Ethan H. Bellamy - Robert W. Baird & Co. Incorporated, Research Division

Potentially merging the Regency into ETP or SXL; and I know you don't want to comment too much about that, but just curious about what type of synergies might be realized if you were to put, say, Regency with Energy Transfer.

Kelcy L. Warren

Yes. Well, the -- we have shared services with Regency and Energy Transfer today. So a lot of the synergies have been extracted from the partnerships. However, I believe, at some point, it does make mathematical sense to consider the merger of Regency into Energy Transfer Partners. Obviously, they are publicly traded as is ETP, and there would be conflicts committees, various opinions, it would be the process that we take very, very seriously. But I think, at some point, I think that is something that I believe to be inevitable.

Ethan H. Bellamy - Robert W. Baird & Co. Incorporated, Research Division

Okay. One more question. With respect to the Williams' PLR in chemicals, how does that change the game at all for you? Has it opened up new ideas for potentially moving downstream?

Kelcy L. Warren

Mackie, will you help me with that? I believe there's a PLR.

Marshall S. McCrea

It's a private letter ruling, I'm not sure which. Could you tell us which one you're talking about?

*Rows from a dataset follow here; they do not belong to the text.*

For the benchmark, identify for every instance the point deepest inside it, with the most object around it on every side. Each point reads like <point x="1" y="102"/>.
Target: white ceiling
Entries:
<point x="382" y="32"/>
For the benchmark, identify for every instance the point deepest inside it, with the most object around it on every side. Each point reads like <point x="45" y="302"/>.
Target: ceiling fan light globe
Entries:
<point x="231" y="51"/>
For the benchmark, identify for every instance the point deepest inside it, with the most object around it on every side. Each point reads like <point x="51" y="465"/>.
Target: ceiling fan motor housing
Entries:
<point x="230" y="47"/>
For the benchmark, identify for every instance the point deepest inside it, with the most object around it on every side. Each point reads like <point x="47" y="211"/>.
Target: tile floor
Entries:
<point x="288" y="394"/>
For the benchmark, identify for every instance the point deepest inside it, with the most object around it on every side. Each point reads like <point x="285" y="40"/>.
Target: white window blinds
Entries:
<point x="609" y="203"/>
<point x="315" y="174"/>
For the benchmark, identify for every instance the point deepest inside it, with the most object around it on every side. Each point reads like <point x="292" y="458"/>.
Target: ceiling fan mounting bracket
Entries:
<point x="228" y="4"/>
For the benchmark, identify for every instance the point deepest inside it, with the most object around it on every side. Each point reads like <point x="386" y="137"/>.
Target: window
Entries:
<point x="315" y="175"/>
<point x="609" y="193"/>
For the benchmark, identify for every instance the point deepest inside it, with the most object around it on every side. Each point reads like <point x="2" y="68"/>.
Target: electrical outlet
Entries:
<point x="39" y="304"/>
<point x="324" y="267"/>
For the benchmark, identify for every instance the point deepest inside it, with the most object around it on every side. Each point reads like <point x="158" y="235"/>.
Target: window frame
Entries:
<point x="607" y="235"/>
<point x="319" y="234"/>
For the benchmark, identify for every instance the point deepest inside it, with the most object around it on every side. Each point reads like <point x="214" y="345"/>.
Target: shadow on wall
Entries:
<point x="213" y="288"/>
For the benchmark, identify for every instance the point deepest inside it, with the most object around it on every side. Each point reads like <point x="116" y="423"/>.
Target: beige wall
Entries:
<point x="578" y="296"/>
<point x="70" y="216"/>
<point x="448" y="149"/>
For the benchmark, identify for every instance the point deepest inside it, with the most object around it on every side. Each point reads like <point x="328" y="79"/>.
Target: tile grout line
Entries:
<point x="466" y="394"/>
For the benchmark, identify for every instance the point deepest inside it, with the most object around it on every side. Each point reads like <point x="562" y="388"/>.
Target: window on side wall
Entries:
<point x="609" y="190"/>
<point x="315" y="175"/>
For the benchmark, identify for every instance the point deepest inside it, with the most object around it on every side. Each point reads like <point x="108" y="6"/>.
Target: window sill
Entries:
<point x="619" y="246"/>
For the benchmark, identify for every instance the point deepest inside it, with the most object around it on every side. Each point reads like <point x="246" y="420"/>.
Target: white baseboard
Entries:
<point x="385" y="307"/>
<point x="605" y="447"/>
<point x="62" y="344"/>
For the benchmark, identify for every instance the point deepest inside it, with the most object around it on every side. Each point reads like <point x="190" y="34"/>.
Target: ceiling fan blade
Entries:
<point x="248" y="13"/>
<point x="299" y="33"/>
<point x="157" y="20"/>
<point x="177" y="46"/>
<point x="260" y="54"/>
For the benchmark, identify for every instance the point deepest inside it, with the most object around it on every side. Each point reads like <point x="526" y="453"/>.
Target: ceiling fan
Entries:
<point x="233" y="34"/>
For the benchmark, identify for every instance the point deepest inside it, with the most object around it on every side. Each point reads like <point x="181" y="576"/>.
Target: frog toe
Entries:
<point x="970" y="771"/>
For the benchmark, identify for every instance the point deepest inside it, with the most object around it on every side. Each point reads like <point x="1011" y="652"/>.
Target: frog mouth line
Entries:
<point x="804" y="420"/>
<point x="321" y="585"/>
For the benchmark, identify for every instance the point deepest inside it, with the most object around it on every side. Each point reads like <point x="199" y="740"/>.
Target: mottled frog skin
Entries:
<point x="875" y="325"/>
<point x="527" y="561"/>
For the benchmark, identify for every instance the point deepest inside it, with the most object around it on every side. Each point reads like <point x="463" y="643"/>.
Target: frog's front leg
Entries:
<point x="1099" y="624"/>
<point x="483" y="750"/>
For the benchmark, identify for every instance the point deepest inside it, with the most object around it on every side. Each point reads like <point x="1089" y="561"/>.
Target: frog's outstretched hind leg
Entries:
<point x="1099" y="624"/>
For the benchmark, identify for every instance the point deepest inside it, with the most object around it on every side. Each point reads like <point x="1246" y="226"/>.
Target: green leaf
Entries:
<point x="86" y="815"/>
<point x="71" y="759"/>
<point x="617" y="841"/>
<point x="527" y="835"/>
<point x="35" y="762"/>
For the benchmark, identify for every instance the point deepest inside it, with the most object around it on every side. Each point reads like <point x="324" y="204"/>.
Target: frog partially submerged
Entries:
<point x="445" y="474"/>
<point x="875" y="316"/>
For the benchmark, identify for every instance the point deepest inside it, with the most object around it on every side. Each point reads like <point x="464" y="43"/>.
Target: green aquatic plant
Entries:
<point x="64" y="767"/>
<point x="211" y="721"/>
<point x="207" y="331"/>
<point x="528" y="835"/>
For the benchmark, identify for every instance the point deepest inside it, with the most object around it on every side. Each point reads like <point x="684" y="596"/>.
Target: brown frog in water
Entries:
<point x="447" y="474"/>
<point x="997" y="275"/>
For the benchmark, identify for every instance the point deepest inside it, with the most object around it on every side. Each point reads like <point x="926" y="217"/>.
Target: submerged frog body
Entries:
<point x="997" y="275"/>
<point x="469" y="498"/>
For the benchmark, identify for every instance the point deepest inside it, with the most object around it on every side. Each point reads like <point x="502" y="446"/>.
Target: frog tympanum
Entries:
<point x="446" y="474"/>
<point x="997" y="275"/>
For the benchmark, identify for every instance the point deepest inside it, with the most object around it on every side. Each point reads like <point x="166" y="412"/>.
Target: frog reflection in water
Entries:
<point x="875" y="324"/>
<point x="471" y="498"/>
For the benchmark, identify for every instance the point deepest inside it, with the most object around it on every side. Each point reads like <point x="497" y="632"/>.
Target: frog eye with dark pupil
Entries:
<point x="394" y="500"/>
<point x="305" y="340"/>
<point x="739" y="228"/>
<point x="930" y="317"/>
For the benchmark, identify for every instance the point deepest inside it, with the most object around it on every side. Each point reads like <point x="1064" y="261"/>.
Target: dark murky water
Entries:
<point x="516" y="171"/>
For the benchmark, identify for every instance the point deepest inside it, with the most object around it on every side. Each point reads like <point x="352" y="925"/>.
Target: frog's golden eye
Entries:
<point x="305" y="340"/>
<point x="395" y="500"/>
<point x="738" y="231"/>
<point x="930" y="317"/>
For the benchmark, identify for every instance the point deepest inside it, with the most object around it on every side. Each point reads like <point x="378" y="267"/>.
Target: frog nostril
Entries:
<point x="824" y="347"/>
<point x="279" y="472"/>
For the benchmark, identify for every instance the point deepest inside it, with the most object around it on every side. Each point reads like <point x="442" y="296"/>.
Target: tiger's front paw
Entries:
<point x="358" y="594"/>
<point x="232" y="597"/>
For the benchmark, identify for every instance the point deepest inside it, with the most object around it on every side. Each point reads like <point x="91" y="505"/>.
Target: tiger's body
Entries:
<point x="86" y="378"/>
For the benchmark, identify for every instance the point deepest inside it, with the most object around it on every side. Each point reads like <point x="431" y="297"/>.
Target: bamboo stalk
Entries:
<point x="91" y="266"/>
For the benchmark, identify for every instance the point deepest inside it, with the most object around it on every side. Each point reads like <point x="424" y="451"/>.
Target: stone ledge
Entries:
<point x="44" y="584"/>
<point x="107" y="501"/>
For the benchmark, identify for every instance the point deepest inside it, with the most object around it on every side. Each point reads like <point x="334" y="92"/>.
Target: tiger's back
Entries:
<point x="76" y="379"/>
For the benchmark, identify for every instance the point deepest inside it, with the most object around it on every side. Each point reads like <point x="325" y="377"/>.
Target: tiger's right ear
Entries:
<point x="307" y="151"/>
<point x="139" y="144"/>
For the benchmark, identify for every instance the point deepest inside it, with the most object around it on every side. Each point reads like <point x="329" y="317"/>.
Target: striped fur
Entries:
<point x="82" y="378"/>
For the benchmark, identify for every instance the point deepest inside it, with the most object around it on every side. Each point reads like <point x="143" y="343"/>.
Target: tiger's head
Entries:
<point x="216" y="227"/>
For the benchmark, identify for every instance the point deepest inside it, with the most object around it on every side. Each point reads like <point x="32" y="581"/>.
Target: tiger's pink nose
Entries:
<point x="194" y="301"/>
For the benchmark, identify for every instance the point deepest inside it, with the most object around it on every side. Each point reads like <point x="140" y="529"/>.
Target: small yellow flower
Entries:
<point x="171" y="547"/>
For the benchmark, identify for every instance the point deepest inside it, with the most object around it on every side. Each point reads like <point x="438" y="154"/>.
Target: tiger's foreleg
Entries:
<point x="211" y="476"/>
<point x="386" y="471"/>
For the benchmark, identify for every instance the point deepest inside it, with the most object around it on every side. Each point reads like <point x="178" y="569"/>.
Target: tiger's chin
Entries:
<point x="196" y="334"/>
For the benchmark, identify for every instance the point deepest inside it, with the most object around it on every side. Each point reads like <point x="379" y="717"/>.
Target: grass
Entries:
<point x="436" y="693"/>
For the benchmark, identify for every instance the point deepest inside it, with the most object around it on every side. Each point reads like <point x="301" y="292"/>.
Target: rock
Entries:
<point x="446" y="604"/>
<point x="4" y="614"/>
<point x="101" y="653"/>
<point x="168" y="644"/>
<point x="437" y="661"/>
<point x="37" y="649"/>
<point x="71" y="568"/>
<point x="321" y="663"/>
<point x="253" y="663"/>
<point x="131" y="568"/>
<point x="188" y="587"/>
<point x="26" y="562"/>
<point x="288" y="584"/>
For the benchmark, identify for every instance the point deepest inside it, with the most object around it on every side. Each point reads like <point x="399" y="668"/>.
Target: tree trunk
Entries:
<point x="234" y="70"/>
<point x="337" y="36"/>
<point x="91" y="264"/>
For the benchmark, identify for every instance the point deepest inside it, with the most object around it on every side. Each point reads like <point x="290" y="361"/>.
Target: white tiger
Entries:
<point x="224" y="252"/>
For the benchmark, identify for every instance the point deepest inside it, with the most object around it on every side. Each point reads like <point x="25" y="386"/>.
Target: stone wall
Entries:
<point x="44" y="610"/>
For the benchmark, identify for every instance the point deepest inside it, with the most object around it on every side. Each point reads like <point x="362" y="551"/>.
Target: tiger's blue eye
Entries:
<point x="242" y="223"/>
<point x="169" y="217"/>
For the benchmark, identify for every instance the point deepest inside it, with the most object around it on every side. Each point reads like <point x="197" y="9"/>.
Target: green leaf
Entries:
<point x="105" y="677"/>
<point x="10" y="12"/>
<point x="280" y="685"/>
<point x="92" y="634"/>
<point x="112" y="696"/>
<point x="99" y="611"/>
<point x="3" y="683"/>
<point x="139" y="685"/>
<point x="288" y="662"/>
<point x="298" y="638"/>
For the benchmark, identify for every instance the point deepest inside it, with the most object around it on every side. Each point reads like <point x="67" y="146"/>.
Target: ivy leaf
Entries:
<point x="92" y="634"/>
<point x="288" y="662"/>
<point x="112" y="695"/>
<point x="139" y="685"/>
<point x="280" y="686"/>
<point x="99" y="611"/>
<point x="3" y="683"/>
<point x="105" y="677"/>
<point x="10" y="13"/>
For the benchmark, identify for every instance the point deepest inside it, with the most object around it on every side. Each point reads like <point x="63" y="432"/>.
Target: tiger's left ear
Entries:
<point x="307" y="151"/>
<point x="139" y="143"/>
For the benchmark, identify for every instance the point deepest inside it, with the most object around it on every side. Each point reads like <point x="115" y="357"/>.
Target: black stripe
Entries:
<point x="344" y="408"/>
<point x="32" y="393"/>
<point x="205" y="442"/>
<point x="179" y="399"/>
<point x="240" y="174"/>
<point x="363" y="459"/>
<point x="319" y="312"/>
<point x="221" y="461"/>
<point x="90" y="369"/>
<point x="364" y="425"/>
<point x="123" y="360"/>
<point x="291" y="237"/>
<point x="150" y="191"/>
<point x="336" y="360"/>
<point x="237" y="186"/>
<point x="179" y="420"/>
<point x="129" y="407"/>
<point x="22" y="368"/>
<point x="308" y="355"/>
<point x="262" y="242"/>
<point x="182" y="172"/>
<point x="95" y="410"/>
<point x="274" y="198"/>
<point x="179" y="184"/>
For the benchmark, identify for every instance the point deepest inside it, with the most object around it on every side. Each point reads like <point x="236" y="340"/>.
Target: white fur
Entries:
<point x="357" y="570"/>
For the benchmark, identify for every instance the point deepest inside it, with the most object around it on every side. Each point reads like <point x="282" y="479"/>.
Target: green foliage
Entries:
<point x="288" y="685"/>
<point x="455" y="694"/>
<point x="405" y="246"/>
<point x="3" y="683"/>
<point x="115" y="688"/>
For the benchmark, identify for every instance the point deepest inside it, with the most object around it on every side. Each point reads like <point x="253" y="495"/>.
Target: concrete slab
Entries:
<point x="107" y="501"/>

Ethan H. Bellamy - Robert W. Baird & Co. Incorporated, Research Division

Just the olefins business in Geismar.

Marshall S. McCrea

I don't know if we've studied that one.

Kelcy L. Warren

I've not.

Marshall S. McCrea

Yes. We don't have our Lone Star folks on the line, and I'm not familiar with that.

Operator

At this time, I'm showing no further questions in queue. I would like to turn the call back over to Mr. Martin Salinas for any closing remarks.

Martin Salinas

Thanks, Derek, and thanks, everybody, for joining us today. We look forward to the future for Energy Transfer. And, everybody, have a good day. Thank you.

Operator

Ladies and gentlemen, that concludes today's conference. We thank you for your participation. You may now disconnect. Have a great day.